Heures supplémentaires non payées : comment constituer un dossier solide (et dans quels délais)
Quand le paiement des heures supplémentaires manque (ou que la récupération est imposée sans base claire), la bonne stratégie est simple : documenter, demander, formaliser, puis escalader si nécessaire.
1) Vérifier ce qui est “dû” avant de parler de contentieux
- Contrat + convention/accord : seuils, taux, repos de remplacement éventuel
- Bulletins : lignes heures sup, taux, paiement effectif
- Planning, pointage, badge, emails, relevés d’activité : cohérence
2) Comprendre la règle de preuve : ce n’est ni “tout pour l’employeur”, ni “tout pour le salarié”
En cas de litige, le Code du travail prévoit une preuve “partagée” :
- l’employeur doit fournir au juge des éléments de nature à justifier les horaires réalisés ;
- le juge forme sa conviction avec les éléments des deux parties.
Dans la pratique, le salarié doit généralement apporter des éléments suffisamment précis (tableau d’horaires, mails, agendas, messages, etc.) pour obliger l’employeur à répondre avec ses propres éléments.
3) Attention au point “demande/accord” : l’heure sup ne se décrète pas seul
Principe souvent retenu : le paiement est plus simple à obtenir lorsque les heures ont été faites à la demande de l’employeur ou avec son accord (au moins implicite), ou lorsque les tâches confiées rendaient ces heures nécessaires.
4) Le délai pour agir : 3 ans (rappel de salaire)
Une action en paiement de salaire (donc un rappel d’heures supplémentaires) se prescrit en principe par 3 ans, avec des règles de point de départ et de période récupérable prévues par le Code du travail.
5) Une méthode “propre” avant prud’hommes
- Demande écrite factuelle (période, volume, calcul, pièces jointes)
- Échange avec RH/manager (et CSE si besoin)
- Mise à plat d’une régularisation : paiement, repos de remplacement conforme, correction des pointages
- Conseil extérieur si le blocage persiste (inspection du travail pour orientation, avocat/organisation syndicale pour la stratégie)
Un accord amiable reste souvent le chemin le plus rapide… à condition que les règles de majoration et de repos soient respectées.

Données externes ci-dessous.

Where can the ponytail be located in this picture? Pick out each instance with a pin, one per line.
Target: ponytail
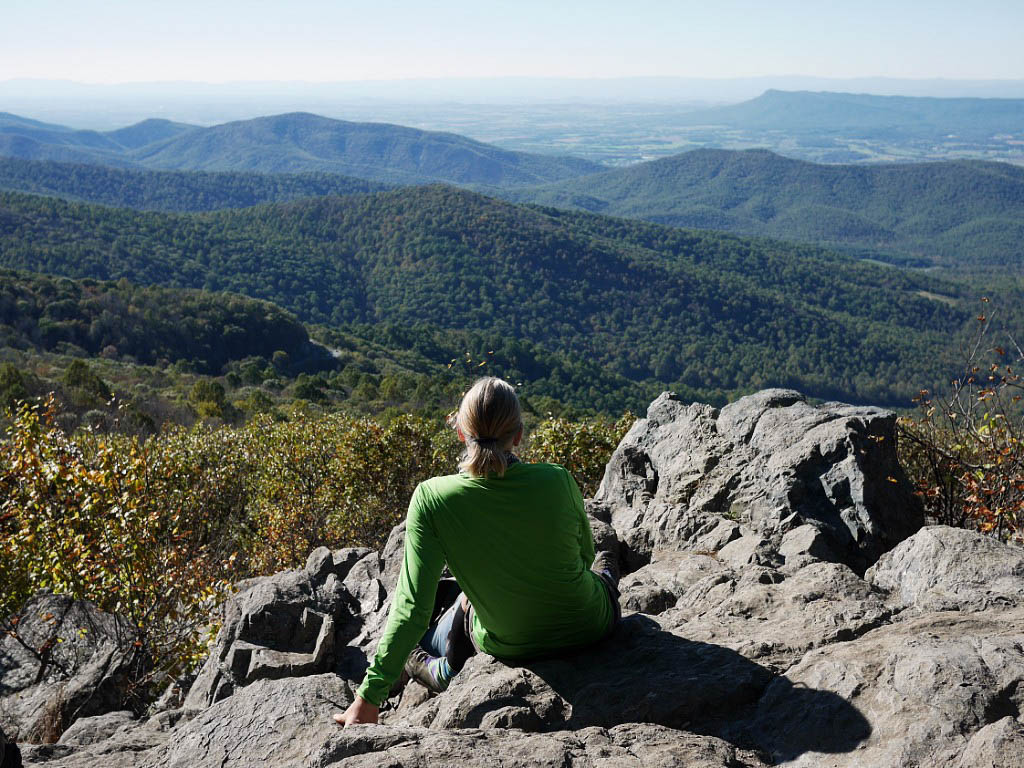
(489, 418)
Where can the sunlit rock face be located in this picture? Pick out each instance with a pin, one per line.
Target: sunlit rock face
(782, 604)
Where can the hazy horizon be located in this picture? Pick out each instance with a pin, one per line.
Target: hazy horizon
(119, 41)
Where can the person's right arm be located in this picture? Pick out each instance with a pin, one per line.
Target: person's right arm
(412, 604)
(587, 553)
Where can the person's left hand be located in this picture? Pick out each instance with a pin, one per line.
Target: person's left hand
(360, 711)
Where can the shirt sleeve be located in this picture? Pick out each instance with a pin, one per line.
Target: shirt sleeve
(586, 535)
(413, 602)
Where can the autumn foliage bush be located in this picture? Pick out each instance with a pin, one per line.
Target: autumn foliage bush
(964, 446)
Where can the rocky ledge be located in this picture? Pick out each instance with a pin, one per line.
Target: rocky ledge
(782, 606)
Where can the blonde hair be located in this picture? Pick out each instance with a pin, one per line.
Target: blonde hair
(489, 418)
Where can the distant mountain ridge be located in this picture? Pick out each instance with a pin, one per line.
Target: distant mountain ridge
(951, 212)
(292, 142)
(811, 112)
(693, 310)
(171, 190)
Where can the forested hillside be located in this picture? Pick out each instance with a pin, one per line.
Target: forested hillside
(156, 339)
(171, 190)
(144, 324)
(291, 143)
(958, 214)
(704, 312)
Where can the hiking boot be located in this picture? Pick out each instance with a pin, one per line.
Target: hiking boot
(399, 684)
(422, 668)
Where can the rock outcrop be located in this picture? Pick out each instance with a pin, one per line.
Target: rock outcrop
(692, 477)
(65, 663)
(780, 606)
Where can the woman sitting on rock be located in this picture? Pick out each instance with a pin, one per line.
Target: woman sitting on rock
(515, 537)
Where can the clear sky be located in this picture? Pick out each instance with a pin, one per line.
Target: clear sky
(338, 40)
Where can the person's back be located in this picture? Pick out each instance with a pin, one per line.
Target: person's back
(520, 548)
(517, 540)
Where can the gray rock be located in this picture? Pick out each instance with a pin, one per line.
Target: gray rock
(999, 744)
(658, 585)
(67, 662)
(770, 462)
(95, 729)
(294, 623)
(10, 756)
(775, 620)
(924, 688)
(803, 545)
(740, 535)
(944, 568)
(269, 722)
(629, 745)
(640, 674)
(133, 744)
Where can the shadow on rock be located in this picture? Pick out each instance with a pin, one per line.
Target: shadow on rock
(642, 674)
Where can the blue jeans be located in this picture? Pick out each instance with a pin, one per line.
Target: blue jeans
(435, 640)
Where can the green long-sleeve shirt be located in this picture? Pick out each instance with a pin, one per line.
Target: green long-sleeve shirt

La majoration des heures supplémentaires, ce n’est pas qu’un pourcentage : c’est un ensemble qui mêle accords collectifs, décompte hebdomadaire, calcul paie, repos compensateur et plafonds annuels. Une bonne vérification se fait en trois temps : retrouver la règle applicable, refaire un calcul simple sur votre taux horaire, puis contrôler la traduction sur le bulletin.
Quand une situation dérape (heures non payées, récupération floue, dépassements répétés), la solution la plus efficace est rarement “d’attaquer” d’emblée : c’est de documenter proprement, de formaliser la demande, et de s’appuyer sur les mécanismes de preuve et les délais prévus par le droit du travail.
FAQ
Quel est le taux de majoration légal des heures supplémentaires en l’absence d’accord ?
À défaut d’accord, les heures sont majorées de 25 % pour les 8 premières heures supplémentaires de la semaine (36e à 43e) puis 50 % à partir de la 44e heure.
Comment calculer une heure supplémentaire sur un salaire mensualisé ?
On part du taux horaire brut (souvent salaire mensuel ÷ 151,67 h pour un temps plein à 35 h), puis on applique la majoration (× 1,25 ou × 1,50 selon le cas).
Peut-on récupérer ses heures supplémentaires au lieu d’être payé ?
Oui, si un accord prévoit un repos compensateur équivalent : la durée du repos correspond à la rémunération majorée (ex. 1 h à +50 % = 1 h 30 de repos).
Les heures supplémentaires sont-elles imposables en 2026 ?
Elles sont à déclarer, mais exonérées d’impôt sur le revenu dans la limite de 7 500 € par an (net imposable) pour les revenus 2025 déclarés en 2026.
Quel délai pour réclamer des heures supplémentaires non payées ?
Le rappel de salaire se prescrit en principe par 3 ans, selon les modalités prévues par l’article L. 3245-1 du Code du travail.